The respondent company wrote to Income Tax Authorities for transfer of tax files in the jurisdictional office of the old company to the new company’s jurisdictional officer on account of the merger. In these circumstances, notice was issued to the old company (by then non-existent) under Section 142(1) of the Act. Since international transactions were involved, the AO referred the matter to the Transfer Pricing Officer based on whose report a draft assessment order was made. The dispute resolution panel made its recommendations/returned findings and a final assessment was framed in the name of the old company.
The respondent company preferred an appeal to the ITAT and urged that the assessment was framed in the name of a non-existing entity. The ITAT remitted the matter to the DRP for examination of this ground by its order ( “the remand order”).
Subsequently, the DRP returned a finding that the assessments were framed in the name of the non-existing entity but proceeded to direct the AO to frame the assessment in the name of the respondent company which was complied with and a final assessment order was made in the name of the respondent company.
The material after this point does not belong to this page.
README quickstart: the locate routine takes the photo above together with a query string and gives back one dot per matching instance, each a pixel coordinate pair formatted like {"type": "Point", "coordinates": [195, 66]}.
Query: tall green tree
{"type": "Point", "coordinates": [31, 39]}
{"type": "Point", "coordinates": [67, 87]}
The respondent company again appealed to the ITAT urging that the ruling of the High Court applied since the proceedings culminating in the assessment order were a nullity and that in the circumstances the DRP’s directions could not have resulted in an order, based upon the proceedings that were a nullity.
The ITAT accepted these arguments holding that the law declared by the High Court squarely applied to the case.
Before the Hon’ble High Court the Revenue argued that the respondent company did not raise any objection when the matter was remitted for consideration by the DRP and that the question of jurisdiction or the order being a nullity was urged before the ITAT, in the first round of proceedings for the first time. In the circumstances, when the DRP considered the facts, it concluded that the assessment originally framed was in respect of a non existing entity. Given the changed circumstances and subsequent development, it could not have directed the framing of an assessment in favour of a non existing company and therefore directed the AO to frame it in the name of the respondent company, which it did.
It is also contended that the DRP rendered express findings that the proceedings before it – in the earlier round before the Tribunal were in continuation of the assessment proceedings and that framing final assessment, after remitting in the name of the respondent ssessee, was justified in law. It was submitted that in these circumstances the facts here are entirely different from the facts that the Court had to consider in case law relied upon by the Tribunal/assessee and all other tests that followed it.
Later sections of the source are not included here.